L’aggiornamento del paniere avviene sulla base della verifica della rappresentatività dei prodotti, della loro evoluzione tecnologica, delle tendenze degli specifici mercati e delle differenziazioni regionali
Il paniere Istat cambia volto e si adegua all’evoluzione della società
Rispetto al 2009 entrano a farne parte le nuove posizioni di Collaboratore familiare con compiti di assistenza alla persona, vale a dire colf e badanti; l’ Intervento medico in regime privatistico; e i Voli low cost.
Tra le novità più significative anche gli smartphone e i nettop.
L’aggiornamento del paniere viene effettuato dall’Istat alla fine di ogni anno, sulla base della verifica della rappresentatività dei prodotti, della loro evoluzione tecnologica, delle tendenze degli specifici mercati e delle differenziazioni regionali.
Questa operazione determina l’inserimento di quei prodotti che hanno assunto maggiore importanza nella spesa effettiva delle famiglie e l’esclusione di altri la cui diffusione o utilizzo risulta in declino o marginale
Ad esempio, rispetto al al 2009 sono usciti dal paniere i Fiammiferi, la Riparazione orologio e la Lampadina ad incandescenza.
Nel 2010, il paniere per il calcolo dell’inflazione è composto da 521 posizioni rappresentative (contro le 530 del 2009), che costituiscono il campione di prodotti o di gruppi di prodotti per i quali vengono calcolati mensilmente i relativi indici dei prezzi al consumo.

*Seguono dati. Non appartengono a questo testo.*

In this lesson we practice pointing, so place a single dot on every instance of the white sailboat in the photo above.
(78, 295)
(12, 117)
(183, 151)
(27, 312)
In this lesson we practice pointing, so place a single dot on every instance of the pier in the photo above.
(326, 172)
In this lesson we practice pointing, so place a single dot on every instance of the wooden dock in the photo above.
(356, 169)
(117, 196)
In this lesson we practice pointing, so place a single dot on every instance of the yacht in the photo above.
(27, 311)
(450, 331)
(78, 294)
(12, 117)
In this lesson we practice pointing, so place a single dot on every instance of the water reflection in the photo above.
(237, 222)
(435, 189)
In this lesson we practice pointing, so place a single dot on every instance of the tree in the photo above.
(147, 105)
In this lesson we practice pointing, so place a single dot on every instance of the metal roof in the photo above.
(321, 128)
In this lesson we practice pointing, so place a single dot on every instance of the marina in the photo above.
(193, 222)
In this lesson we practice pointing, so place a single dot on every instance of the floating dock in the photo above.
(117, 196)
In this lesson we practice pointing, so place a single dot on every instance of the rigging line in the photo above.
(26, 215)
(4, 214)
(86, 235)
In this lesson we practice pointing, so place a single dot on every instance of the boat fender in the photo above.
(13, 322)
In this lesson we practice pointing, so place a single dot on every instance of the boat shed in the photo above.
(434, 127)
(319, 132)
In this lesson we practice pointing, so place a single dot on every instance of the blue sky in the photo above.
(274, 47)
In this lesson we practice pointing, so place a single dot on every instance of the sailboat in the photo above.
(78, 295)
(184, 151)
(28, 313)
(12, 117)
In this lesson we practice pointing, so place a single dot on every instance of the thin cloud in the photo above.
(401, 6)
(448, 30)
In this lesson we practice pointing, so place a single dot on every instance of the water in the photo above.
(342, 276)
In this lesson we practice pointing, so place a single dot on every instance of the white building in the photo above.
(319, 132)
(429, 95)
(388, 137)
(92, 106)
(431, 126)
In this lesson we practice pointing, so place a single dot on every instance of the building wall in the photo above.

Poiché molte posizioni rappresentative comprendono più prodotti, il numero di beni e servizi inclusi nel paniere aumenta da 1.143 del 2009 a 1.206 del 2010. Nel complesso, sono 565.000 le quotazioni di prezzo rilevate mensilmente: 500.000 quelle raccolte sul territorio e inviate ogni mese all’Istat dagli Uffici comunali di statistica e 65.000 quelle rilevate in modo centralizzato dall’Istat.